En 1994, un pas important a déjà été fait grâce à une déclaration commune signée par le patriarche Mar Dinkha IV et Jean-Paul II, reconnaissant qu'assyriens et catholiques « peuvent désormais proclamer ensemble devant le monde leur foi commune dans le mystère de l'Incarnation ». L'Église catholique accepte, depuis 2001, l'intercommunion entre les deux Églises.
Le drame de l'Irak
Mais unité ne signifie pas uniformité, ni fusion, prend soin de préciser Louis Raphaël Sako dans son texte. Désireux de réaliser « l'unité dans la diversité », il affirme souhaiter le maintien de l'indépendance de cette Église d'Orient pour son « administration, ses lois et ses liturgies, ses traditions ».
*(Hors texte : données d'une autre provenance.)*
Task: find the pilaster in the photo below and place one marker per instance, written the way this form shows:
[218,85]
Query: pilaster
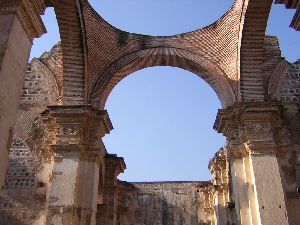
[249,128]
[114,165]
[219,169]
[20,22]
[77,151]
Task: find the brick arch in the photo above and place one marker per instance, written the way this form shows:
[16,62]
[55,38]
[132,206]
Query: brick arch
[189,61]
[71,28]
[252,34]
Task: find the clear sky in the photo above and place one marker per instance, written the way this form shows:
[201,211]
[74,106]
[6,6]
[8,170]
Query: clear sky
[163,116]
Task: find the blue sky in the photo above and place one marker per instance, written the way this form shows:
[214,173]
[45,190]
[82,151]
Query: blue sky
[163,116]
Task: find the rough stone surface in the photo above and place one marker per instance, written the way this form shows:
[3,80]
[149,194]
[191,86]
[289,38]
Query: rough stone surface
[60,172]
[161,203]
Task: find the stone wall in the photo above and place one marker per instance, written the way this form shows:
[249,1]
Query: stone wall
[19,202]
[162,203]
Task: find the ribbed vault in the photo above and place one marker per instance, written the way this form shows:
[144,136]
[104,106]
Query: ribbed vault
[228,54]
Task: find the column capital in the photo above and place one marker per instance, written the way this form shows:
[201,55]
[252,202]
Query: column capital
[116,163]
[28,12]
[219,168]
[258,116]
[249,127]
[77,130]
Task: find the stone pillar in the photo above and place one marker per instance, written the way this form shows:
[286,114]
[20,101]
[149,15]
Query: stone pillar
[113,167]
[77,151]
[20,22]
[219,170]
[207,211]
[257,177]
[240,189]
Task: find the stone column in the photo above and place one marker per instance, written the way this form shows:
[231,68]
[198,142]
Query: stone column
[113,167]
[258,174]
[20,22]
[219,170]
[240,190]
[77,151]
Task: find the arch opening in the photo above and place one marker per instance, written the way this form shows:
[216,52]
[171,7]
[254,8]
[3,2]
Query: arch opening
[214,76]
[279,26]
[160,125]
[48,40]
[161,18]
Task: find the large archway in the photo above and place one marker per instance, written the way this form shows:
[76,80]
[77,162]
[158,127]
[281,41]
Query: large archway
[212,74]
[162,116]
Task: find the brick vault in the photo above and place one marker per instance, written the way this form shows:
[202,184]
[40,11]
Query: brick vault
[59,171]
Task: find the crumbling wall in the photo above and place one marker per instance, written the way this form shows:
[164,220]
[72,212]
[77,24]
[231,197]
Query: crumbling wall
[161,203]
[19,203]
[284,86]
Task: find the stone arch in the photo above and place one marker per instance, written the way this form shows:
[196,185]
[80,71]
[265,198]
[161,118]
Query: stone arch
[212,74]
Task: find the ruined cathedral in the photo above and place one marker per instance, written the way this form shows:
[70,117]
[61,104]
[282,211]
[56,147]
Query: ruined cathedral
[54,167]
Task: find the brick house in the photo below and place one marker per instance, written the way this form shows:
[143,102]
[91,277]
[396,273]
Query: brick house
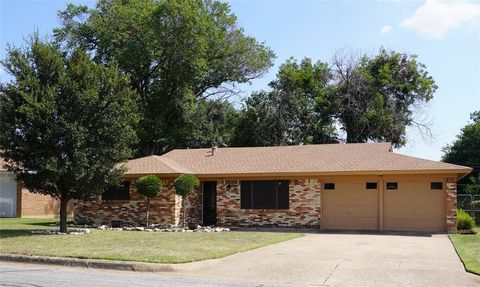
[18,201]
[332,187]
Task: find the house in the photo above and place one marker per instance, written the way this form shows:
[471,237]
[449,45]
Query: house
[17,201]
[332,187]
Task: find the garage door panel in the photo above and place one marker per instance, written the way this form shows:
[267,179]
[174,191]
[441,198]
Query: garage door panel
[350,207]
[414,207]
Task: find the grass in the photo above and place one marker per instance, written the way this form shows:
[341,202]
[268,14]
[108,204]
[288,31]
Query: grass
[468,248]
[15,238]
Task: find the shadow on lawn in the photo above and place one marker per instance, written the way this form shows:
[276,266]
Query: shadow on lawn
[8,233]
[339,232]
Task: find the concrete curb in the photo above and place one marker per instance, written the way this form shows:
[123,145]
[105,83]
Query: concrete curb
[88,263]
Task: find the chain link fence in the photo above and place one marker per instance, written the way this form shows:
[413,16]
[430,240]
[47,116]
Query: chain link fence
[471,204]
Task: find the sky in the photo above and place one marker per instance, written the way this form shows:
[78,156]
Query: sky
[445,35]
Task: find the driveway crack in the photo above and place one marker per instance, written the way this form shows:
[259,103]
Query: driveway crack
[331,273]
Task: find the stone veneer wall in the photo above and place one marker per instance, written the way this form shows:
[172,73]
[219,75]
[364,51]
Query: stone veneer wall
[165,208]
[451,205]
[133,211]
[304,206]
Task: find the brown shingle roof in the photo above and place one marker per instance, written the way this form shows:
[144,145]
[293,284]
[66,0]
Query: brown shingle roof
[305,159]
[2,164]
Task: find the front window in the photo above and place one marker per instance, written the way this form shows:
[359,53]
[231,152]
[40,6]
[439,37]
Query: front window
[264,194]
[120,192]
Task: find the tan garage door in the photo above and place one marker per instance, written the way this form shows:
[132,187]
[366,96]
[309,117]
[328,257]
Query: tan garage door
[350,206]
[414,206]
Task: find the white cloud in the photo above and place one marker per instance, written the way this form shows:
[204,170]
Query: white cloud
[385,29]
[435,18]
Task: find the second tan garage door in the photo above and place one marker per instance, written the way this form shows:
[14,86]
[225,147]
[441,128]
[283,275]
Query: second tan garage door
[350,206]
[414,206]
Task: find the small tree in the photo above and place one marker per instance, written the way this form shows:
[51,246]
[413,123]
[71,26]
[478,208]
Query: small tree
[149,186]
[184,185]
[65,122]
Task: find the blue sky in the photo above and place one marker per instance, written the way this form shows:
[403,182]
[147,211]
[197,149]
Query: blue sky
[444,35]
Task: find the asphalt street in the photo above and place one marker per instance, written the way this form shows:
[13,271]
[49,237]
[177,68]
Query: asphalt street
[27,275]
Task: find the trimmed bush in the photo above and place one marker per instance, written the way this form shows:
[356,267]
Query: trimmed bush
[149,186]
[184,185]
[464,220]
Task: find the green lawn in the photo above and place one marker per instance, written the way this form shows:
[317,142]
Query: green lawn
[160,247]
[468,248]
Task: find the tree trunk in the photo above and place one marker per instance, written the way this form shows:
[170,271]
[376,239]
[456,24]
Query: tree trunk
[148,209]
[184,213]
[63,214]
« Une église liée à Rome, mais plus libre de gérer ses propres affaires », ainsi Louis Sako résume-t-il son projet dans une interview accordée en italien au site Internet Baghdadhope.
Conscient des difficultés d'un tel projet, le P. Muhannad Tawil, dominicain, curé de la paroisse chaldéenne de Lyon, salue néanmoins l'initiative. « L'idée du patriarche est de revenir à nos racines communes », fait-il valoir. « Dans une période trouble de notre existence, l'unité fait la force. Le drame de l'Irak, c'est la division ethnique et religieuse : par cette proposition, le patriarche Sako veut donner le témoignage exactement inverse. »
Concrètement, « après délibération et dialogue entre les trois branches et l'acceptation de cette communion avec Rome », les patriarches actuels démissionneraient « sans conditions », les évêques des trois Églises se réuniraient en synode pour choisir un nouveau patriarche. Le patriarche élu serait aidé par « des assistants de chaque branche ». À charge pour le patriarche et le synode de préparer « une nouvelle feuille de route pour l'unique Église de l'Orient ».
Pour l'heure, aucune réaction n'est encore venue des deux Églises visées.